Hannah Lutz was born in 1984 and grew up in Ekenäs, in southern Finland. She has an MA from Finland’s Åbo Akademi University. She later moved to Denmark and attended the Writing School in Copenhagen. Still based in Denmark, she lives just outside Roskilde. Her short story ‘Den elfte versionen’ / ‘The Eleventh Version’ won the Umeå Short Story Award, Sweden, in 2011. Vildsvin / Wild Boar is Lutz’s debut novel. Written in Swedish, it was first published as the Danish translation in 2016 by Rosinante in Denmark; the original Swedish text was first published in 2017 by Förlaget in Finland and Albert Bonniers Förlag in Sweden. Her second novel, Selma, was published by Förlaget in Finland and Gutkind in Denmark in 2023.
About Wild Boar, by Hannah Lutz
To witness. To contain. To hunt.
To witness. To contain. To hunt.
The forests of Småland are home to a growing population of wild boar, once on the verge of extinction. They move in packs at night. Gardens are destroyed, farmland churned up. Yet their illusiveness draws in both visitors and inhabitants.
Ritve is making a pilgrimage from Finland to track them down. Council worker Glenn finds his quiet life disturbed by their night-time visits and his visions of apocalypse.
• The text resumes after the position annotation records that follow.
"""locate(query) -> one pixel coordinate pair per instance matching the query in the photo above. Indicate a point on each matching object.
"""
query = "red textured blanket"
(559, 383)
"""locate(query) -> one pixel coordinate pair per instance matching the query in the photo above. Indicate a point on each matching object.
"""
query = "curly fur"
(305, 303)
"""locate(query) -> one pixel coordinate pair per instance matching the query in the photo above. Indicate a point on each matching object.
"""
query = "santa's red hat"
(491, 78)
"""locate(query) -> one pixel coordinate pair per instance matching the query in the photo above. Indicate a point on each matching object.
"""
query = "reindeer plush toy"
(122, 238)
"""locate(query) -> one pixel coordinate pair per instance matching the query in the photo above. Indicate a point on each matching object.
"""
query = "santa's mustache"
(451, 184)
Mia hopes her local history residency in the old primary school will help her grandfather recover his memory and voice.
Told by three people newly arrived in an isolated community, Wild Boar is a compelling and poetic debut from Finland-Swedish author Hannah Lutz about animals and people, their places in a changing ecosystem, and their capacities to grow and to destroy. It is translated from the Swedish by Andy Turner.
You can read more about Wild Boar on the publisher's website here. Below, you can an excerpt from the opening of the novel.
From Wild Boar
I have seen them, the wild boar, they have found their way into my dreams! Now I know the way they move, the sounds they make when they sneak into the gardens. I have to listen carefully to hear their trotters and snouts in the grass. They are so numerous, so solid, and yet they make such light work of quietly moving around, it’s incredible. Here I am, heavy and warm with sleep. I open the curtains, see the sea. The sheets on the bed are white.
This is what I know of Hornanäs: to get there I will make my way to Småland, to Tingsryd, and midway between Tingsryd and Linneryd I’ll turn right. In the village there are four or five occupied houses, three or four abandoned ones. In a yellow house, surrounded by apple trees, lives Arnold Falkberg. The landscape is made up of lakes and productive forest. Wild boar hunting is permitted throughout the year.
Arnold Falkberg often has a camera with him when he is in the forest. Many people film wild boar, most focusing on the hunting. I’ve seen the clips they post on YouTube. In a Swedish Television documentary, Arnold Falkberg is known as The Hunter of Hornanäs, his hunting rifle propped against the armchair during the interview. But now I’ve seen the footage he’s posted, I don’t believe he’s fired a shot at a single wild boar in his life. The hand holding that camera is intent on something completely different.